Все так же льется пыльный, мутный свет из высокого окна библиотеки. Я вижу перед собой смуглое, резко очерченное лицо Робера, его блестящие карие глаза. Но мне трудно шевельнуться, я лежу в кресле, словно скованный невидимыми цепями. Я пытаюсь встать и не могу. Что со мной?

– Вспомни еще, – говорит Робер, пристально глядя на меня, – недавно мы с тобой читали об этом загадочном острове Ниуэ, где люди издавна, а может, извечно живут и благоденствуют при убийственно высокой степени радиоактивности. Они высокие, сильные, красивые, у них рождаются здоровые, полноценные дети. Кто знает, может быть, есть люди, от природы способные переносить радиацию. Наверное, их немного, – но, может быть, больше, чем можно предположить a priori? Достаточно для того, чтобы не дать человечеству исчезнуть с лица земли?

– Возможно... – бормочу я. – И что же? Ждать? Терпеть? Надеяться?

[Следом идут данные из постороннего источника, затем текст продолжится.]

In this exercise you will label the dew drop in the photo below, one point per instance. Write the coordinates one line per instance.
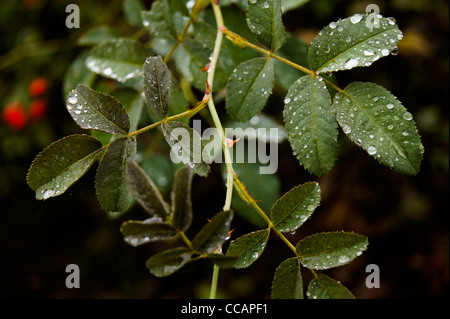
(351, 63)
(371, 150)
(72, 100)
(355, 18)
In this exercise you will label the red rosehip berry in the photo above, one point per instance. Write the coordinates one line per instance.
(14, 115)
(38, 87)
(38, 109)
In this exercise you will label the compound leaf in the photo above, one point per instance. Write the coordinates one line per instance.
(120, 59)
(328, 250)
(157, 85)
(61, 164)
(187, 146)
(181, 213)
(311, 124)
(98, 111)
(356, 41)
(249, 87)
(295, 207)
(287, 282)
(248, 248)
(214, 233)
(137, 232)
(264, 19)
(167, 262)
(145, 192)
(374, 119)
(324, 287)
(110, 181)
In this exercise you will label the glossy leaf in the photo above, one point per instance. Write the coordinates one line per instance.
(287, 282)
(264, 19)
(157, 85)
(249, 87)
(214, 233)
(61, 164)
(169, 261)
(120, 59)
(295, 207)
(110, 181)
(352, 42)
(248, 248)
(181, 212)
(324, 287)
(186, 145)
(311, 124)
(137, 233)
(98, 111)
(145, 192)
(374, 119)
(328, 250)
(97, 35)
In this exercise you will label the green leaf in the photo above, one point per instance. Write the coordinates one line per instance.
(120, 59)
(264, 19)
(295, 50)
(181, 213)
(288, 5)
(97, 35)
(311, 124)
(94, 110)
(167, 262)
(61, 164)
(158, 21)
(137, 233)
(77, 73)
(248, 247)
(249, 87)
(287, 282)
(353, 42)
(324, 287)
(132, 12)
(110, 181)
(295, 207)
(263, 188)
(157, 85)
(145, 192)
(214, 233)
(374, 119)
(328, 250)
(133, 102)
(186, 145)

– Твоя задача, – Робер не спускает с меня глаз, и мне кажется тяжелым, материально весомым этот неподвижный пристальный взгляд, – твоя задача состоит именно в том, что ты раньше наметил для себя: отвечать за свой участок. Если ты сможешь уберечь всех нас, отстоять этот опорный пункт, бой будет выигран.

– Но почему? – вяло протестую я. – Откуда у тебя уверенность в том, что есть другие, есть надежда для человечества?

– А ты сам? – не отводя от меня своих тяжелых глаз, спрашивает Робер. – Разве ты сам в это не веришь?

На минуту я совершенно отчетливо ощущаю, почти вижу: Робер знает нечто крайне важное, скрытое от меня. Я вздрагиваю, пораженный этим ясным, безошибочным ощущением, мне хочется спросить: «Что же это?» Но Робер вдруг ласково улыбается, проводит рукой по моему лбу, говорит:

– Ну что ты? Что с тобой? Успокойся! Тебе надо заснуть!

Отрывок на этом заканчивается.